I have just purchased 3 books and was expecting to find sample files available for each but am unable to find mention in any of the books. Hopefully they are available and that you can point me in the right direction.

The books are:

1. Excel 2010 in Depth

2. Charts and Graphs for Excel 2010

3. Business Analysis for Excel 2010.

Thank you

PS The Acknowledgements page in your 2007 version of Charts and Graphs said you had written 2,500 pages in 2006. It seems you must have beaten that this year! How do you do it?


----------



## tonyp17 (Nov 2, 2010)

I did mean example files.

Is this reply genuine?


----------



## Jon von der Heyden (Nov 2, 2010)

No, it's a spammer.  Please ignore that reply.  I'm taking it off.


----------



## MrExcel (Nov 2, 2010)

Hi Tony

I ended up leaving the office for 37 days and doing nothing but writing in order to get all of the books done!

Here are the sample file locations:
Excel 2010 In Depth: 
http://www.mrexcel.com/SampleData_2010/InDepthSampleData.zip

Excel 2010 Charts & Graphs:
http://www.mrexcel.com/chartbook2010data.html

Business Analysis:
Click the Downloads tab on this page:
http://www.quepublishing.com/store/product.aspx?isbn=0789743175

Bill Jelen


----------



## tonyp17 (Nov 2, 2010)

Hi Bill

Thank you very much for the links; all successfully downloaded and extracted. Should I have spotted these in the books somewhere?

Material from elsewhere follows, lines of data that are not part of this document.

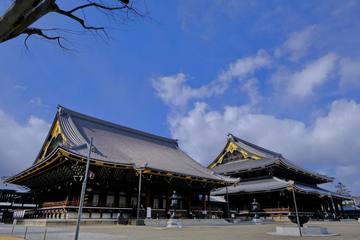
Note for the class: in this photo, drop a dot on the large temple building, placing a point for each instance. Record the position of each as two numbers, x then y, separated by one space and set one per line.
119 156
273 181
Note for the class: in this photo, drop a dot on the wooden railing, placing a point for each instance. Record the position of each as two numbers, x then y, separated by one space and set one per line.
277 210
60 204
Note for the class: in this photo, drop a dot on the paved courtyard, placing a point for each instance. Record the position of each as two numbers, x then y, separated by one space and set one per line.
110 232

I really enjoy your style of writing and the technical knowledge you put across. These books will keep me quiet and hopefully help to answer some of the challenges presented to me in my role as Finance Director and developer of BI reports.

Kind regards

Tony Phillips
Business Information Director
Gerald Simonds Healthcare Ltd
Aylesbury, England


----------



## Derek Brown (Nov 2, 2010)

I don't know about the third book in your list (it is one of the few MrExcel books that I do not have) but I can give an answer about the other two.
Normally with Que books you can register the book and get access to bonus material - doing this for Excel 2010 In Depth would now give you a download link for the sample files. It is not entirely clear in the book but the 'clue' is in the paragraph "Reader Services" on the page before the Introduction.
For Charts and Graphs for Excel 2010, again not very clear, but the link reference will be found near the top of page 439.


----------